当前位置：文江博客话题详情

汇编 - .data、.code 和寄存器...？

发布于 2024-08-22 22:20:19 字数 1103 浏览 13 评论 0原文

所以今天早上我发布了一个关于装配的困惑问题，我得到了一些非常好的真正帮助，我真的很感激。

现在我开始进入组装并开始了解它是如何工作的。

我觉得我理解得还不错，包括堆栈、中断、二进制/十六进制，以及大多数基本操作的一般功能（jmp、push、mov 等）。

我正在努力理解并希望获得帮助的概念如下 - 如果您能解决以下任何问题，这将是一个巨大的帮助：

.data 部分到底发生了什么？这些变量是我们声明的吗？
如果是这样，我们可以在代码部分稍后声明变量吗？如果没有，为什么不呢？如果是这样，那么我们如何以及为什么使用数据部分？
什么是寄存器？它与变量相比如何？我的意思是我知道这是一个存储一小段信息的位置......但这对我来说听起来完全像一个变量。
我如何制作一个数组？我知道这看起来有点随机，但我很好奇我会如何去做这样的事情。
是否有一个关于每个寄存器的用途的常见做法列表？我仍然没有完全理解它们，但注意到有些人说，例如，应该使用某个寄存器来存储过程的“返回值” - 是否有此类实践的全面或至少信息丰富的列表？
我学习汇编的原因之一是为了更好地理解高级代码背后发生的事情。考虑到这一点 - 当我用 C++ 编程时，我经常考虑堆栈和堆。在汇编中我知道堆栈是什么 - “堆”在哪里？

一些信息：我使用 masm32 和 WinAsm 作为 IDE，并且我正在 Windows 7 上工作。我有很多使用高级语言（例如 c++/java）进行编程的经验。

编辑：感谢大家的帮助，一如既往的信息非常丰富！很棒的东西！最后一件事 - 我想知道堆栈指针和基指针或 ESP 和 EBP 之间有什么区别。有人可以帮我吗？

编辑：我想我现在明白了...... ESP 总是指向堆栈的顶部。但是，您可以将 EBP 指向任何您想要的位置。 ESP 是自动处理的，但您可以使用 EBP 做任何您想做的事情。例如：

push 6
push 5
push 4
mov EBP, ESP
push 3
push 2

在这种情况下，EBP 现在指向保存 4 的地址，但 ESP 现在指向保存 2 的地址。

在实际应用程序中，6、5 和 4 可能是函数参数，而 3 和 2 可能是局部变量在该函数内。

原文

So this morning I posted a confused question about assembly and I received some great genuine help, which I really appreciate.

And now I'm starting to get into assembly and am beginning to understand how it works.

Things I feel I understand alright include the stack, interrupts, binary/hex, and in general what most of the basic operations do (jmp, push, mov, etc).

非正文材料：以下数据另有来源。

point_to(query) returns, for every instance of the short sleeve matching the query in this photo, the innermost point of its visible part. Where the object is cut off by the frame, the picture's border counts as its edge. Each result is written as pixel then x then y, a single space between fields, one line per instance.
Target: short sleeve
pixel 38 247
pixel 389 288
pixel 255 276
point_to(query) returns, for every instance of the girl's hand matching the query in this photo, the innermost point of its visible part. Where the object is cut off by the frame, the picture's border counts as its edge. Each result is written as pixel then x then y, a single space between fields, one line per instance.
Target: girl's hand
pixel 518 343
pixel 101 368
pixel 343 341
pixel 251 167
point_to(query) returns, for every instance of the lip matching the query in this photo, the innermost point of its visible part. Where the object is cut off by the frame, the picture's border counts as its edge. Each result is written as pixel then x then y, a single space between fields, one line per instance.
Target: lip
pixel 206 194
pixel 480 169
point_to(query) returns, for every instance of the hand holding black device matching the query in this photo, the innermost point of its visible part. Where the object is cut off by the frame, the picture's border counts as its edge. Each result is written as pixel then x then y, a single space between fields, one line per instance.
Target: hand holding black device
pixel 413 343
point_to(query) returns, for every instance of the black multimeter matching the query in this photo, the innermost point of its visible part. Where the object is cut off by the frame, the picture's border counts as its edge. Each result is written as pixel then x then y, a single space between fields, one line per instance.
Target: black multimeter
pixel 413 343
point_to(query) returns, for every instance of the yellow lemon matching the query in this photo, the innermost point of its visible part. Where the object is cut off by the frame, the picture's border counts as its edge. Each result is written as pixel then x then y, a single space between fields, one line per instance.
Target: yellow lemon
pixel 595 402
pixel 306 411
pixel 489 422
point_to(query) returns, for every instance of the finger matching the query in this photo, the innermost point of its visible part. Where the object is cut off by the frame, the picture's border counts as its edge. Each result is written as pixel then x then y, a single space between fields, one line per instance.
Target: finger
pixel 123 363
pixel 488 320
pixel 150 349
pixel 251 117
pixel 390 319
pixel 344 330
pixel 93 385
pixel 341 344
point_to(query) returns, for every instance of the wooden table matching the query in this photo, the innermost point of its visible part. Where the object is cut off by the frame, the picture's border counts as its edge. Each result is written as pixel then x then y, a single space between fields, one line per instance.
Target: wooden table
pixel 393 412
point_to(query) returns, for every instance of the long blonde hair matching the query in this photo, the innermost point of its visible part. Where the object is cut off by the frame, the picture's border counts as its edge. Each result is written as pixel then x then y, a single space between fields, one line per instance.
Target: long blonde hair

Concepts that I'm struggling to understand and would like help with are below - it would be a huge help if you could address any of the following:

What exactly is happening in the .data section? Are those variables we're declaring?
If so, can we declare variables later in the code section? If not, why not? If so, how, and why do we use the data section then?
What's a register? How does it compare to a variable? I mean I know it's a location that stores a small piece of information... but that sounds exactly like a variable to me.
How do I make an array? I know this seems kind of random, but I'm curious as to how I'd go about doing something like this.
Is there a list somewhere of common practices for what each register should be used for? I still don't get them completely, but have noticed some people saying, for example, that a certain register should be used to store 'return values' from procedures - is there a comprehensive or at least informative list of such practices?
One of the reasons I'm learning assembly is to better understand what's going on behind my high level code. With that in mind - when I'm programming in c++, I'm often thinking about the stack and the heap. In assembly I know what the stack is - where's the 'heap'?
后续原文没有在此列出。